# I don't normally do a lot of macro....



## itsnotmeyouknow (Apr 5, 2012)

...but I like the sharpness of macro lenses. I have been playing with my new 100mmL macro though:

I'm finding macro work quite fascinating. None of these are technical masterpieces or anything but just me getting to know it a little better:

Canon 5D mk III EF 100 f/2.8L macro at f/7.1 1/640 ISO 250 handheld




forget-me-nits-with-raindrops by singingsnapper, on Flickr

Same camera/lens, f/8 1/200 ISO 800 handheld




forget-me-nots! by singingsnapper, on Flickr

I found sand particularly fascinating!

f/16 1/40 Handheld ISO 250




sand! by singingsnapper, on Flickr


----------



## itsnotmeyouknow (Apr 5, 2012)

Here's some coffee to bring you round!

Canon 5D mk III EF 100 f/2.8L Macro at f/20 1.6 secs tripod natural light (I moved my coffee grinder outside in the yard and shot from above, removing the hood to avoid shadows) 1:1 magnification




Wake-up-and-smell-the-coffee! by singingsnapper, on Flickr


----------



## Wideopen (Apr 8, 2012)

Very beautiful! I'm planning to get into macro also. Those pictures are amazing!


----------



## Orion (Apr 13, 2012)

I do LOTS of macro . . . here is my latest using 100mm f/2.8 +36mm ext (Kenko) + 5DmkIII

this otherwise tiny flower is only about 6-8mm from petal to petal








All rights reserved by Valentino Antonio Photography


----------



## phixional ninja (Apr 13, 2012)

Yay for the 100mm L! I got mine back in January, and I'm so excited that there are finally flowers and bugs to shoot! A couple of cherry blossoms from the other day:


----------



## Marsu42 (Apr 13, 2012)

Wideopen said:


> Very beautiful! I'm planning to get into macro also. Those pictures are amazing!

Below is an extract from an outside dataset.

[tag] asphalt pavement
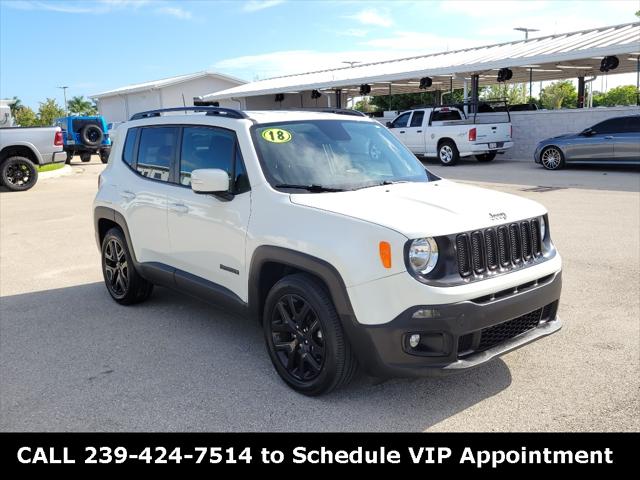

... it gets even more amazing when using focus stacking which combines the lens' sharpness with a larger dof.


----------



## itsnotmeyouknow (Apr 14, 2012)

I'll have to figure out focus stacking. Have never done it before


----------



## Marsu42 (Apr 14, 2012)

itsnotmeyouknow said:


> I'll have to figure out focus stacking. Have never done it before



I've done it with either Helicon Remote (needs a attached laptop) or Magic Lantern which does the same thing, is free and just needs the camera & a tripod. Assemble with Helicon Focus.

However there's one catch, the reason for which there are macro slides: When doing focus stacks from a stationary tripod, the field of view / magnification changes with the focus - so when assembling there's missing data you cannot conjure up later when an object is far up front of the focus zone, this shows as a blur around this object. You can postprocess-coverup this, but only to some extent.


----------



## Orion (Apr 16, 2012)

more flower power (No PS. . . . used handheld light)


----------



## itsnotmeyouknow (Apr 16, 2012)

A few more this time from the lake district:

Canon 5D mk III EF 100L macro f/14 1/125 ISO 250 handheld




bluebells by singingsnapper, on Flickr

and a flower close by with insect tried to get closer but it flew away!

Canon 5D mk III EF 100L f/18 1/200 ISO 250




insect-on-small-flowerElterwater-woods by singingsnapper, on Flickr


----------



## itsnotmeyouknow (Apr 23, 2012)

Just come back from a weekend in Dubai. Unfortunately there were sandstorms no opportunity to take photographs of the skyline, even at night except last night when we had no time before our flight home. 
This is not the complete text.